# Part 3: Acid–Base Thermochemistry and Solvent Effects

## Introduction

In this notebook you will apply the PySCF RRHO workflow from **Part 1** to an **acid–base equilibrium**
and examine how an implicit solvent model (PCM water) changes the result.

We use the deprotonation of acetic acid, written in a way that avoids an explicit free proton:

$$
\mathrm{CH_3COOH + H_2O \rightleftharpoons CH_3COO^- + H_3O^+}.
$$

## Learning goals

After completing Part 3, you should be able to:

- build simple molecular starting geometries from SMILES strings using RDKit,
- compute RRHO Gibbs free energies for neutral and charged species,
- assemble $\Delta_r G^\circ$ for an acid–base reaction and convert it to an equilibrium constant, and
- estimate $\mathrm{pK_a}$ values and explain the role of the water standard-state correction and PCM.

:::{note} Conventions
Unless stated otherwise, we use $T = 298.15\,\mathrm{K}$ and $P = 1\,\mathrm{bar}$.
Pressure is provided to PySCF in Pa, so $1\,\mathrm{bar} = 100000\,\mathrm{Pa}$.
:::


## From $\Delta_r G^\circ$ to $\mathrm{pK_a}$

In this notebook we evaluate the reaction

$$
\mathrm{HA + H_2O \rightleftharpoons A^- + H_3O^+}
$$

and compute its standard reaction Gibbs free energy, $\Delta_r G^\circ$, from RRHO free energies.

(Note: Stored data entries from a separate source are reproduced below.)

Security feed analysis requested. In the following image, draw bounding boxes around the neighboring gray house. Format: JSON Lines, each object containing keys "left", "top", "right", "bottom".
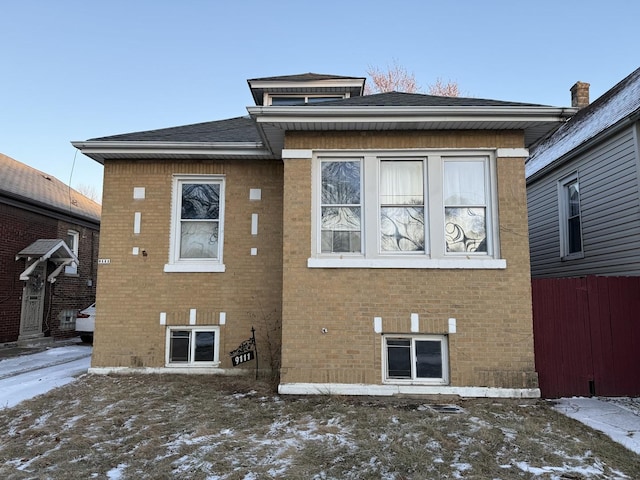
{"left": 526, "top": 67, "right": 640, "bottom": 278}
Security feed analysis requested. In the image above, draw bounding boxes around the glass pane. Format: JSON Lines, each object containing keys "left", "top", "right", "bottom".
{"left": 568, "top": 217, "right": 582, "bottom": 253}
{"left": 306, "top": 96, "right": 340, "bottom": 104}
{"left": 568, "top": 182, "right": 580, "bottom": 217}
{"left": 380, "top": 161, "right": 423, "bottom": 205}
{"left": 415, "top": 340, "right": 443, "bottom": 378}
{"left": 445, "top": 207, "right": 487, "bottom": 252}
{"left": 66, "top": 233, "right": 76, "bottom": 250}
{"left": 387, "top": 339, "right": 411, "bottom": 378}
{"left": 194, "top": 331, "right": 215, "bottom": 362}
{"left": 271, "top": 96, "right": 306, "bottom": 105}
{"left": 170, "top": 331, "right": 190, "bottom": 362}
{"left": 181, "top": 184, "right": 220, "bottom": 220}
{"left": 444, "top": 161, "right": 485, "bottom": 205}
{"left": 381, "top": 207, "right": 424, "bottom": 252}
{"left": 321, "top": 161, "right": 360, "bottom": 205}
{"left": 321, "top": 230, "right": 361, "bottom": 253}
{"left": 321, "top": 207, "right": 361, "bottom": 231}
{"left": 321, "top": 207, "right": 361, "bottom": 253}
{"left": 180, "top": 221, "right": 218, "bottom": 258}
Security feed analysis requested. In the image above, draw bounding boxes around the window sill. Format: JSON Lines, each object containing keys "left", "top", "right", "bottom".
{"left": 561, "top": 252, "right": 584, "bottom": 261}
{"left": 165, "top": 363, "right": 221, "bottom": 369}
{"left": 307, "top": 257, "right": 506, "bottom": 269}
{"left": 164, "top": 263, "right": 226, "bottom": 273}
{"left": 384, "top": 379, "right": 449, "bottom": 386}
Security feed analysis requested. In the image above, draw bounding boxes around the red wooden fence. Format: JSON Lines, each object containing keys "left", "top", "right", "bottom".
{"left": 532, "top": 276, "right": 640, "bottom": 398}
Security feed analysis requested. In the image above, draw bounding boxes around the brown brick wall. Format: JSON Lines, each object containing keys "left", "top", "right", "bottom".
{"left": 0, "top": 201, "right": 98, "bottom": 343}
{"left": 50, "top": 222, "right": 99, "bottom": 339}
{"left": 92, "top": 159, "right": 283, "bottom": 370}
{"left": 280, "top": 131, "right": 537, "bottom": 389}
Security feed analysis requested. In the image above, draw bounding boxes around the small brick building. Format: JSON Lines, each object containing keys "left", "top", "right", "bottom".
{"left": 72, "top": 73, "right": 574, "bottom": 398}
{"left": 0, "top": 153, "right": 101, "bottom": 344}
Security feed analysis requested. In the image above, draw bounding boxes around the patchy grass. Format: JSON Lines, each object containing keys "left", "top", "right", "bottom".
{"left": 0, "top": 374, "right": 638, "bottom": 479}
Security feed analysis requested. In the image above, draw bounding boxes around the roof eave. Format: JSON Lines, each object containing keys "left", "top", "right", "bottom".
{"left": 247, "top": 105, "right": 576, "bottom": 149}
{"left": 71, "top": 141, "right": 274, "bottom": 163}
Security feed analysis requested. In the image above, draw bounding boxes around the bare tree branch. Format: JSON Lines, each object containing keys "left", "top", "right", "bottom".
{"left": 365, "top": 61, "right": 461, "bottom": 97}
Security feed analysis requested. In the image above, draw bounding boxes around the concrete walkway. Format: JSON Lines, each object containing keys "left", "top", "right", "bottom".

Experimental $\mathrm{pK_a}$ values are defined for dissociation in *water as solvent*, where the activity
of liquid water is taken as approximately unity ($a_{\mathrm{H_2O}}\approx 1$):

$$
K_a = \frac{a_{\mathrm{A^-}}\,a_{\mathrm{H_3O^+}}}{a_{\mathrm{HA}}}.
$$

If we instead define an equilibrium constant for the reaction that **includes water as a reactant**,
then (to a good approximation near room temperature)

$$
K_a \approx K_{\mathrm{rxn}}\,[\mathrm{H_2O}],
\qquad [\mathrm{H_2O}]\approx 55.5\ \mathrm{mol\,L^{-1}}.
$$

Equivalently,

$$
\Delta G^\circ_a \approx \Delta_r G^\circ - RT\ln(55.5),
\qquad
\mathrm{pK_a} = \frac{\Delta G^\circ_a}{2.303\,RT}.
$$

:::{admonition} What we will report
We compute **both** (i) $K_{\mathrm{rxn}}$ from $\Delta_r G^\circ$ and (ii) an estimated $\mathrm{pK_a}$
using the water-concentration correction above.
:::


## Setup

Run the next cell once to import modules used throughout the notebook.


In [None]:
import math

import patch
from pyscf import dft, gto
from pyscf.geomopt.geometric_solver import optimize
from pyscf.hessian import thermo
from rdkit import Chem
from rdkit.Chem import AllChem

## Helper: RRHO thermochemistry for one molecule

The function below reproduces the Part 1 workflow for a single species:

1. geometry optimization (DFT),
2. Hessian and harmonic frequency analysis, and
3. RRHO thermochemistry via `thermo.thermo(...)`.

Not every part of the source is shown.